Annem bir ameliyat masasında yatarken, hayatının en ağrılı gününü geçiriyor olmalıydı. Gözlerinden akan yaşlar bunun kanıtı gibiydi, verdiği derin nefesler nihayet sona erdiğinde ve o makas ikimizi ayırdığında, kana bulanmış küçük bedenimi havaya kaldırdıran doktorun yüzündeki maskeye rağmen gülümsediğini gördüm. İlk çığlığımı o doğumhanede atmıştım, ilk nefesin verdiği acı bana bir çığlık attırmış, ardından gözyaşlarına boğulmama neden olmuştu. İnsanlar buna sevinmişti, çünkü bu yaşadığımın, şu andan itibaren hayatıma ait o sayacın benim için çalışmaya başladığının kanıtıydı.

Sanki annem koca bir spot ışığının altındaydı ve kanlı bedenimi sarıp ona verdiklerinde, doğumhanedeki diğer herkes o karanlığın ardında kalmış, annem ve ben ışığın altında iki farklı yıldız gibi parlamıştık. Annemin bana bir mucizeye bakar gibi baktığı ilk anı gördüğümde ben de o doğumhanenin karanlığında, bir köşede dikilmiş, kimsenin haberinin dahi olmadığı varlığımla, varoluşumu izliyordum.

Ölümle ilgili ilk kez uzun uzadıya düşündüğümde, bir arabanın içindeydim ve o arabanın takla atışının on üçüncü saniyesindeydi. Ormanın soğuğunu, gecenin karanlığını ve rüzgarın uğultusunu hissettim.
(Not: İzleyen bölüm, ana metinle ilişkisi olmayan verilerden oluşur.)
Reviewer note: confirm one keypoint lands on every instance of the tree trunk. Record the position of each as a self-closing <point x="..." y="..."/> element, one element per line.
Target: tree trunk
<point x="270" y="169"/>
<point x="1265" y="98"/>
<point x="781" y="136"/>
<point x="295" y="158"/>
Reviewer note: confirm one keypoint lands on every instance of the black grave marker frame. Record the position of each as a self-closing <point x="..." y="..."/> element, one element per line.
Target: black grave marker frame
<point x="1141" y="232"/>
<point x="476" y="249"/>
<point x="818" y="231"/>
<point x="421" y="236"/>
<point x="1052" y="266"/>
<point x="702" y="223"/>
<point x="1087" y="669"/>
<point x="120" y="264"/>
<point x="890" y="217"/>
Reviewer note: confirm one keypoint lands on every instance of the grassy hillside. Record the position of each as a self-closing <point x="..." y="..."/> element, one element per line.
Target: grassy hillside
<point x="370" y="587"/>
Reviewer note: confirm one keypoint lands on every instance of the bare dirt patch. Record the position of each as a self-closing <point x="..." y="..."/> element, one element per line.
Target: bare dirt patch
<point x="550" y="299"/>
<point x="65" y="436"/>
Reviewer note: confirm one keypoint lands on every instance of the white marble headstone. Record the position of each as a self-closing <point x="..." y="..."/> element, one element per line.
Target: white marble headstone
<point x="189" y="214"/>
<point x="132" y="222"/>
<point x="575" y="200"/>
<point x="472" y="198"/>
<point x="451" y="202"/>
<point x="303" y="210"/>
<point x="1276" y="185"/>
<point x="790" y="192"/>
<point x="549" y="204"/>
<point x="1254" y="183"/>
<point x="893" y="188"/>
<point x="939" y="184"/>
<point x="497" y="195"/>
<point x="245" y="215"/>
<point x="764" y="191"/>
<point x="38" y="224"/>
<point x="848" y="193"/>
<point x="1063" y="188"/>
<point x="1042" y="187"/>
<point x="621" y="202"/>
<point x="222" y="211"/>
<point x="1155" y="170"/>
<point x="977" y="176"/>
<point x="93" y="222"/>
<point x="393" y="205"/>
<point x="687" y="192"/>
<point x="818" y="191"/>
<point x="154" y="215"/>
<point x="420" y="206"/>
Yalın ayak, bir ağacın kenarında durdum ve önümde yükselen cipe baktım. Bir kez vurdu, ardından takla atmaya başladı ve her taklada biraz daha içeri doğru yuvarlandı. Cipin camından içeri baktığımda, takla atan aracın içindeki bedenimi gördüm. Bu, ölüme en yakın olduğum andı.

Cip alev almadan belki dakikalar öncesiydi, aşağıya doğru kayarak indim, ayaklarımın altına batan çalı çırpıyı hissettim ve Gurur'un yaralı bedeni karşımda dikildi ama beni görmedi. Kırılan camdan dışarı çıkarmaya çalıştığı bedenim onun üzerine yığıldığında attığı acı çığlık zihnime doldu.

Gözümden bir damla yaş akıp çeneme kadar indi, çenemde donup kaldı ve ambulansın ışıklarının yüzüme düşürdüğü yansımalarla beraber, gecenin karanlığının içinden usulca silindim; rüzgar beni başka bir anının içine sürükledi.

Açık damar yolumdan içeri yollanan ilaçları izlediğim o beyaz odada, Gurur'un tesisinden ses gelmeyişinin kaçıncı saatine girilmişti bilmiyordum ama yatakta uzanan bedenim ilk kez bana bu kadar yabancı hissettirmişti. Bedenimin başının ucunda bekledim ve, "Geçecek," dedim. "O telsizden ses gelecek. Onun sesini duyacaksın Zeliha." Bedenim beni duymadı. Tesisin koridorlarında bir kapının açılıp kapanırken çıkardığı sesi duydum ve o anının içinden usulca silinmeye başladım.

Karanlık birdenbire geldi. Habersizce etrafımı sardı. Koca bir boşluğun içinde, tek başıma kaldığımı hissettim. Gökadasından ayrılan bir yıldız gibi, boşlukta kaybolmaya, karanlıkta son sürat son kez parlayarak ilerlemeye ve sönmeye başladığımı hissettim. Elim yavaşça karnıma gitti, avucumun içine dolan sıcak sıvıyı hissettim ve karanlık mümkünmüş gibi genişleyerek olduğum alanın dışına çıktı, tüm yer küreyi doldurdu.